Like I said earlier, there is such a lot to think about in this book.   I wish I’d actually kept some notes as I was reading because I’m sure that I’ve forgotten more than I ever knew and everything is now a big jumble!  But, for example, the Professor’s idea of not living with rules – he basically states he’s a free man, he abides with the rules he can tolerate and not by those he can’t. Yet, we all do live with rules don’t we?  Even in the colonies on the moon the inhabitants live by their own self-imposed rules.  They don’t have a Government or Royalty or a President – and yet again, interestingly, when they begin their revolution they almost start to emulate the very systems on the planet they’re rejecting (puts you in mind of animal farm – no more farmer, all the animals in a co-operative until the pigs get bigger ideas that is).  Really there is such a lot of interesting reading going on here.

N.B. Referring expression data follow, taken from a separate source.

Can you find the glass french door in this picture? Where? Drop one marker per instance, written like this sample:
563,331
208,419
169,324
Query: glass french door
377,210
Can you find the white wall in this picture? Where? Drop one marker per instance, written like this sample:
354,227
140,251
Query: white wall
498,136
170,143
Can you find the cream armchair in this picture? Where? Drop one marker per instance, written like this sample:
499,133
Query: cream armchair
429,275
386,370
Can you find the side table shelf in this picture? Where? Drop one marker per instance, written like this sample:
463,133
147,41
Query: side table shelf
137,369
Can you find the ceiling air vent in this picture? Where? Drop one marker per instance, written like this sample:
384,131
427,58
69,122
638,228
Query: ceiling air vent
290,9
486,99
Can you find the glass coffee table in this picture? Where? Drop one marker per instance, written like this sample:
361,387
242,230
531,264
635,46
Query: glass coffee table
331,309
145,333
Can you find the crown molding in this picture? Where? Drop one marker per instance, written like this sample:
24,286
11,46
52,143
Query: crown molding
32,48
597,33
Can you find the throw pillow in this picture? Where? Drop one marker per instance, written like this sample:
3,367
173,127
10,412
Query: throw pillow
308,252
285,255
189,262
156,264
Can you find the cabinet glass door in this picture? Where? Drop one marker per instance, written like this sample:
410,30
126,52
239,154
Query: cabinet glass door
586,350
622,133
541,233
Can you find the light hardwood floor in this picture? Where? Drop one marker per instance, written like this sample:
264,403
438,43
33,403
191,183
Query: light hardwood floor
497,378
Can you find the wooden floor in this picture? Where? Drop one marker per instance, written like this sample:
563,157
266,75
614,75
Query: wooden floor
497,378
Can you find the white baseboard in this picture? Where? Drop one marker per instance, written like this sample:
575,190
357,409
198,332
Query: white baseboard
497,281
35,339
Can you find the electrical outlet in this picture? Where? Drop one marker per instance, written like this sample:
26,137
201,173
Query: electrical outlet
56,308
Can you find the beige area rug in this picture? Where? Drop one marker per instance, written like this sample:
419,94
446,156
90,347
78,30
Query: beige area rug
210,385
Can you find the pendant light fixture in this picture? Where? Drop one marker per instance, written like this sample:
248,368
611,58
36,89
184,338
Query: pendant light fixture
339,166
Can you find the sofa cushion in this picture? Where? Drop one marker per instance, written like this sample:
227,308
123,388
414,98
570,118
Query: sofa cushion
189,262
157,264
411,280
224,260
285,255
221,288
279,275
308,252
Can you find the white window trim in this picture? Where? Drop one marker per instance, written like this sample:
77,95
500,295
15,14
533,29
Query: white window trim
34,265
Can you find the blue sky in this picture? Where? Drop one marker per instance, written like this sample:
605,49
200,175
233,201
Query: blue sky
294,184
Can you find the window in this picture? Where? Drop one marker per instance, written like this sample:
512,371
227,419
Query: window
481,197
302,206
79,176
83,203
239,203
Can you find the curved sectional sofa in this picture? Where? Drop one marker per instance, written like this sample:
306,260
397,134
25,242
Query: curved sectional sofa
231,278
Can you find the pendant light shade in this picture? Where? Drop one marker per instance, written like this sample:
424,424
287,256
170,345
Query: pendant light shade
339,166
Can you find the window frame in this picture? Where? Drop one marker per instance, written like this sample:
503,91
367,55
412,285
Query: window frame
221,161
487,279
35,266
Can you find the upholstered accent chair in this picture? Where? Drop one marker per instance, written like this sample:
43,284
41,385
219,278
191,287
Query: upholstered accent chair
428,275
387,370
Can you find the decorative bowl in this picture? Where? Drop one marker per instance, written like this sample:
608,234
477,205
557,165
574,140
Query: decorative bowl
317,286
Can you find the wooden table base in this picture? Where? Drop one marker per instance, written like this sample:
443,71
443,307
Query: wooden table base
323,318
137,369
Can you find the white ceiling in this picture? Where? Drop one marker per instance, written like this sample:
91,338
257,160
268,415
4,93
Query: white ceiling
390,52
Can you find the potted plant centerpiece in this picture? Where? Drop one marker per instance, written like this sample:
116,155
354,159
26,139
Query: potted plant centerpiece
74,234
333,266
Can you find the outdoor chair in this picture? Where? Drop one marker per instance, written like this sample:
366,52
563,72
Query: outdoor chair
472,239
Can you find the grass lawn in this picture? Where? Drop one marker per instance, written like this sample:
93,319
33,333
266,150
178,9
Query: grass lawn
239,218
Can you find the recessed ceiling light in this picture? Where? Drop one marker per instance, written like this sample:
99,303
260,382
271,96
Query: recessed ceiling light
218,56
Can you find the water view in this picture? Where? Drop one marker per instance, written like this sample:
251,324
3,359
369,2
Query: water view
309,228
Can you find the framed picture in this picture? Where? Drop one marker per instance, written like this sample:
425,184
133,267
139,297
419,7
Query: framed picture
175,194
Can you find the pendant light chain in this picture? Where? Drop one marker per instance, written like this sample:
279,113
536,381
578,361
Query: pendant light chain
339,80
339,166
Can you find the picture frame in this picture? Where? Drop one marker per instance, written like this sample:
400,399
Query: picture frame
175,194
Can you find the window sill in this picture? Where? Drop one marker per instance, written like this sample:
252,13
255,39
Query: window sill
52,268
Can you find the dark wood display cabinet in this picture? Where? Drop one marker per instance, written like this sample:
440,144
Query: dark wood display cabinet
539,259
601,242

I admit that at first I wondered what was going on with the form of writing.  It’s told in a strange type of translated Russian – not sure whether that is a reflection on the author’s thoughts in terms of the Russian Revolution? or not??  But, it took me a little while to get used to it until I suddenly seemed to have turned a corner and was almost reading with an accent going on in my head!  I also confess – when Mike kept saying things to Manuel such as ‘you’re my only friend man’ – I just thought he was imitating some strange type of hippie talk until it dawned on me that Man was short for Manuel (ahem, well I never said I was going to split the atom!)   Anyway, once I got used to Manuel’s form of narration I found myself enjoying the book a lot more and actually understanding a lot of the fun that is incorporated.

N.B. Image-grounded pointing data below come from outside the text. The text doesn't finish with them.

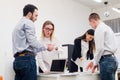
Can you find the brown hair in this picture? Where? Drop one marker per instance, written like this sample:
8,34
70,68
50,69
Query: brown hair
47,23
94,16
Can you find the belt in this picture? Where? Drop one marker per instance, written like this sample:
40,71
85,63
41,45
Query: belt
24,53
108,55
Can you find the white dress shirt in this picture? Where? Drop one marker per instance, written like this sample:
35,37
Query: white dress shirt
104,41
45,58
84,62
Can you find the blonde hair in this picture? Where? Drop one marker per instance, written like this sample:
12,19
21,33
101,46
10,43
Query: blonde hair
47,23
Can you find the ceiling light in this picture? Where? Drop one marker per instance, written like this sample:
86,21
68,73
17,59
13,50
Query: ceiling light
99,1
115,9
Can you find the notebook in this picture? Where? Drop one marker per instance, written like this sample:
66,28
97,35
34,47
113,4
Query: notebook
58,66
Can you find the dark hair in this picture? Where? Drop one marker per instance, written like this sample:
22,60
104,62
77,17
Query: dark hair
29,8
91,44
90,32
94,16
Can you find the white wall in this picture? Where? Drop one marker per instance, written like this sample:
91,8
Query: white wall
70,19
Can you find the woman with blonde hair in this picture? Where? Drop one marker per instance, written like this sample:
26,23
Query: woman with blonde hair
45,57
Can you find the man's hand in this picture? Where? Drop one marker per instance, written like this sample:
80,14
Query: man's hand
50,47
92,67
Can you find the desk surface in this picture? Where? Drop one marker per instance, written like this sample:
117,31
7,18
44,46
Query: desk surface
69,76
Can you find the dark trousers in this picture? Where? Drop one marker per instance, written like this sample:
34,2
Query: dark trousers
25,68
108,67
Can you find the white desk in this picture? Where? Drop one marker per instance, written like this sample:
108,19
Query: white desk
70,76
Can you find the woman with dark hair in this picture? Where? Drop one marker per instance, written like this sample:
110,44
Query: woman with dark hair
45,58
84,47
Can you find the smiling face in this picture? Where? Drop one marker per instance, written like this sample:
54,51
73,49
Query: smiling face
89,37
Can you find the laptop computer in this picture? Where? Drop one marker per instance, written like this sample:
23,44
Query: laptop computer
58,66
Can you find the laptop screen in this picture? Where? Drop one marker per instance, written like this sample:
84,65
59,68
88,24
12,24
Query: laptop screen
58,65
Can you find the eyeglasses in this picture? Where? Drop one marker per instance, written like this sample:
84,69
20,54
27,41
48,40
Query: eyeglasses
48,29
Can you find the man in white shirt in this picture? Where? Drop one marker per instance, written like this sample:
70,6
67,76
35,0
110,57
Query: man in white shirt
105,49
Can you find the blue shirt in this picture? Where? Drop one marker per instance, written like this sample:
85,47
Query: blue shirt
23,37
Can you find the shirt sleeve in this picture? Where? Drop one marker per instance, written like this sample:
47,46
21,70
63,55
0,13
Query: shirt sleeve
99,43
58,45
31,38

I thought there was a lot of humour in the book, although there is a very strong possibility that I’m reading it wrong.  And, I’m sure that I missed things that will be funny for some whilst laughing at other things that they may have missed.  But that’s part of the reading experience after all.  For example, I loved the little speech during the revolution that the Professor made to the crowds on luna – which was virtually the famous ‘we will fight them on the beaches’ speech made by Churchill adapted for the current situation.  I loved the fact that the inhabitants of Luna are called loonies.  And, I thought it was great that due to the ratio of men to women on the planet the women on Luna really do rule the roost!  So original.  Let’s face it chaps – one wrong move and you’ll find yourself ejected into outer space!

Now, obviously there’s a revolution and as we know from history we can’t have a revolution without some casualties.  I won’t say any more except TANSTAAFL!  Ain’t it the truth!

Very enjoyable read.  Now reading Do Androids Dream of Electric Sheep – only two chapters in but I think it’s got me already!